Andrew “Rube” Foster was an African-American baseball player, manager, and pioneer executive in the Negro leagues. He was elected to the Baseball Hall of Fame in 1981.
Foster, considered by historians to have been perhaps the best African-American pitcher of the first decade of the 1900s, also founded and managed the Chicago American Giants, one of the most successful black baseball teams of the pre-integration era. Most notably, he organized the Negro National League, the first long-lasting professional league for African-American ballplayers, which operated from 1920 to 1931. He is known as the “father of Black Baseball.”
Foster adopted his longtime nickname, “Rube”, as his official middle name later in life.
HIS LEGACY: In 1981, Foster was elected to the National Baseball Hall of Fame.
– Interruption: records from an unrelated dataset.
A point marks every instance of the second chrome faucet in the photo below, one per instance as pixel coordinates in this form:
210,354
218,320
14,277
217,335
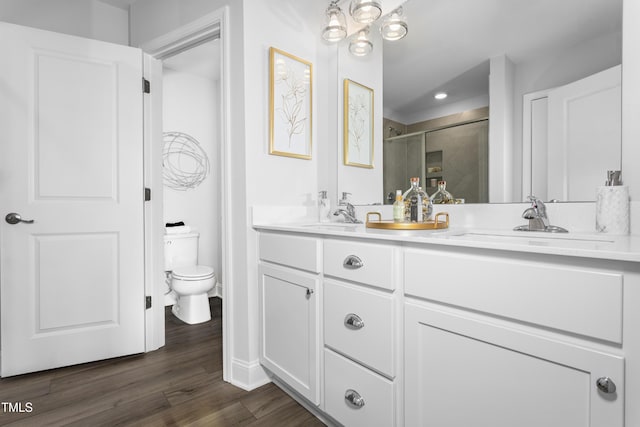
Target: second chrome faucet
538,220
346,209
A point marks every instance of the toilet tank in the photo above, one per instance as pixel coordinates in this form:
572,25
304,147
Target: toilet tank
180,250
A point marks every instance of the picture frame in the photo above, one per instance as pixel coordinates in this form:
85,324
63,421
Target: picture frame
358,125
290,105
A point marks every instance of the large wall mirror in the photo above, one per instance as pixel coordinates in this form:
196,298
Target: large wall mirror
451,48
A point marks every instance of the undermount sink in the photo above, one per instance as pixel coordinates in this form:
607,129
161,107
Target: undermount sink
539,239
341,226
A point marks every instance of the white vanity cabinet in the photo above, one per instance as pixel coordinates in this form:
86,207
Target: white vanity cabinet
289,281
512,340
361,334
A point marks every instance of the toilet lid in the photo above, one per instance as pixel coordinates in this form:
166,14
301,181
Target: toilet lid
194,272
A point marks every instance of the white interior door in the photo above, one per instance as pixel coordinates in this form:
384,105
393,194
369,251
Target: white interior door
71,159
584,139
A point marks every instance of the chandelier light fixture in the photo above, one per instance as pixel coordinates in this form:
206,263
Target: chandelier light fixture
365,11
336,23
361,45
392,27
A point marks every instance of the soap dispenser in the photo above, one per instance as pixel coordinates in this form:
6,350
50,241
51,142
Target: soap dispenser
324,207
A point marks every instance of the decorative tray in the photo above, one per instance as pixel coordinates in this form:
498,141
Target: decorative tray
391,225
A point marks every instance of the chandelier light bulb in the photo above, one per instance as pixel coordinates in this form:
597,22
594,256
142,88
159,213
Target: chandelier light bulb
394,26
336,27
365,11
361,46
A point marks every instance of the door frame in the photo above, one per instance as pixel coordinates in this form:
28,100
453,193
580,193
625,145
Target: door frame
208,27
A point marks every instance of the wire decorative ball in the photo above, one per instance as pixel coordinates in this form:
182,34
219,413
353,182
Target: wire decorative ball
185,164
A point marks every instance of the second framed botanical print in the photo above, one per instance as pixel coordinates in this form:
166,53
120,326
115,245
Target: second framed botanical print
358,125
289,105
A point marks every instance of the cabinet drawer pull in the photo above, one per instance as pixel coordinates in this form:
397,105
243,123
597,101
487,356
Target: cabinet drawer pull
353,321
352,262
606,385
354,399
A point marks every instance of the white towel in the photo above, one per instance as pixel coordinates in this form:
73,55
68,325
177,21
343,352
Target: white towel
180,229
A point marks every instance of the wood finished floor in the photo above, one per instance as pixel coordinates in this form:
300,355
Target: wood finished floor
177,385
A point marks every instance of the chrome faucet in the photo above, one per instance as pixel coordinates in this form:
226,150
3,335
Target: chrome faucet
348,211
538,220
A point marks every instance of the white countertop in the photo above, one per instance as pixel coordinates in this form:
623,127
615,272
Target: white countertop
586,245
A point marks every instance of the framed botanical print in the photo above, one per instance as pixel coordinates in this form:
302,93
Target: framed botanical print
358,125
290,104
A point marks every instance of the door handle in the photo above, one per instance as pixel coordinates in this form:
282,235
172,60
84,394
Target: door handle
14,218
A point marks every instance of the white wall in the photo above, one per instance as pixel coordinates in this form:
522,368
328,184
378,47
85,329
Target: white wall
582,60
190,105
85,18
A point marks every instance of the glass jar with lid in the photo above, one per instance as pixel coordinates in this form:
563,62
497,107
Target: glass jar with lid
442,196
417,205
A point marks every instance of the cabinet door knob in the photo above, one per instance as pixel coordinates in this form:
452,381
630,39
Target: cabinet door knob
606,385
353,321
352,262
354,399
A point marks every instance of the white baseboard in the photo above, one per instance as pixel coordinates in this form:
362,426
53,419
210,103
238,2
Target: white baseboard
248,375
216,291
He was the 1st representative of the Negro leagues elected as a pioneer or executive.
On December 30, 2009, the U.S. Postal Service announced that it planned to issue a pair of postage stamps in June honoring Negro leagues Baseball.
On July 17, 2010, the Postal Service issued a se-tenant pair of 44-cent, first-class, U.S. commemorative postage stamps, to honor the all-black professional baseball leagues that operated from 1920 to about 1960. One of the stamps depicts Foster, along with his name and the words “NEGRO LEAGUES BASEBALL”. The stamps were formally issued at the Negro Leagues Baseball Museum, during the celebration of the museum’s twentieth anniversary.
The Negro Leagues Baseball Museum hosts the annual Andrew “Rube” Foster Lecture, in September.